Morley to Steiniger to Moore to Dobie …

Steiniger died on April 13, 2002, at age 96. In 1993, Steiniger said: “I spent over 60 years in turf management and field research, and I enjoyed every minute and every year of it.” Steiniger considered the nicest compliment he received — a testament to his lifelong devotion to maintaining the “Valley” — what one UK golfer who played all over the world and traveled every year to Pine Valley said to him after a round: “‘Mr. Steiniger, I’d like to pay you a compliment.’ And he said three words: ‘This is it.’”

Steiniger and John Mascaro, the president of Turf-Tec at the time, visited Pine Valley in September 2000. Steiniger was 94 and almost totally blind, yet he did not need to see the landscape he painted to know instinctively his way around.

“Eb ... was able to guide me around the golf course like he had 20/20 vision,” Mascaro said in the November 2000 edition of Turf-Tec Digest. “In fact, on one occasion, I thought I was totally lost and Eb kept telling me to drive straight ahead and turn at the next tree. I had to remind him that he could not see. Just then, there was the tree, and I never corrected him again.”

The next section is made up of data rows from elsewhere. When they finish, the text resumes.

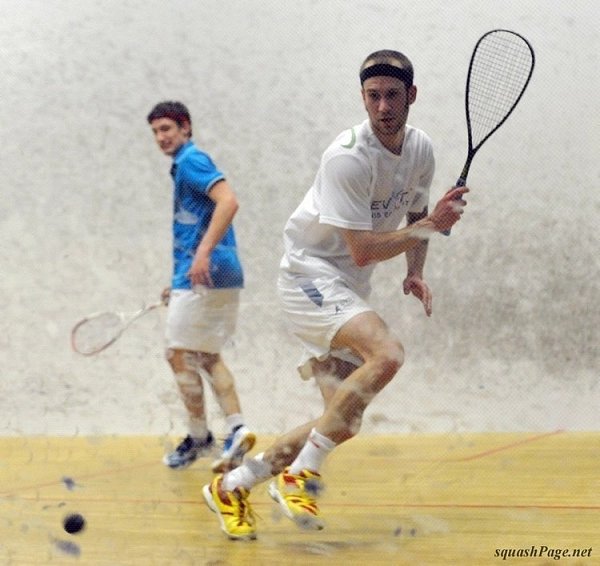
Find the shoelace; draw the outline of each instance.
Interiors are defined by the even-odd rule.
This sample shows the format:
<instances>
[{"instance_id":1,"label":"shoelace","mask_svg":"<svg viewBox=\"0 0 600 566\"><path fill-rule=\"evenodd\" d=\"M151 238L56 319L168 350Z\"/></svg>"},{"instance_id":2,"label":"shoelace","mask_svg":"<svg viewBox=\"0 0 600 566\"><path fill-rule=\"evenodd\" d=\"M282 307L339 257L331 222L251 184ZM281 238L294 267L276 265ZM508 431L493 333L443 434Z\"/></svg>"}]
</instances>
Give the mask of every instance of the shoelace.
<instances>
[{"instance_id":1,"label":"shoelace","mask_svg":"<svg viewBox=\"0 0 600 566\"><path fill-rule=\"evenodd\" d=\"M250 504L246 501L246 498L240 492L235 493L235 496L239 509L238 525L254 524L254 512L252 511L252 507L250 507Z\"/></svg>"},{"instance_id":2,"label":"shoelace","mask_svg":"<svg viewBox=\"0 0 600 566\"><path fill-rule=\"evenodd\" d=\"M183 441L181 442L181 444L177 447L177 452L179 452L180 454L184 454L193 446L194 446L194 440L192 439L192 437L186 436L183 439Z\"/></svg>"}]
</instances>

When I found a PAGCS interview of Steiniger online, I was excited to hear what he had to say in his thick German accent. That day Eb Steiniger was real. The thing that struck me the most was that Steiniger was a golfer. He played with other superintendents in the Philadelphia area like Tom Dougherty of Springhaven and Joe Flynn of Rolling Green Golf Club.

Brown wrote in “Short History of Pine Valley,” first published in 1963: “We believe Eb to be one of the best greenskeepers in America.” By the end of the 1960s, the GCSAA decided “greenkeeper” did not reflect the duties and responsibilities of the modern superintendent, though Steiniger preferred the term.

Finally, we get a glimpse of Steiniger’s humor and sharp wit when Clay Loyd once asked him for a 1995 Golf Course Management article how he handled member complaints. “Well, for instance, there was the time Dr. Weaver missed his putt on the fourth hole. ‘Hey, Eb,’ he said. ‘Those brown spots in the fairways out there, ... are you doing anything about them?’ ‘Doc,’ Eb replied, ‘Why don’t you look at the flowers once in a while? The laurel is in bloom right now.’”

Touché!

Brian J. Rizzo, PhD, a retired NYPD sergeant and Westfield State University professor of criminal justice, is a member of the Olde Kinderhook Golf Club in Valatie, New York, where he prefers walking to riding. He collects golf memorabilia and books, and enjoys deep dives into golf history. His fascination with Steiniger began in 2024 when he came across a letter written by John Arthur Brown, then president of Pine Valley Golf Club, complimenting Eb and his crew for a job well done in preparing the course for the 1936 Walker Cup match. This is his first Turfheads Take Over contribution.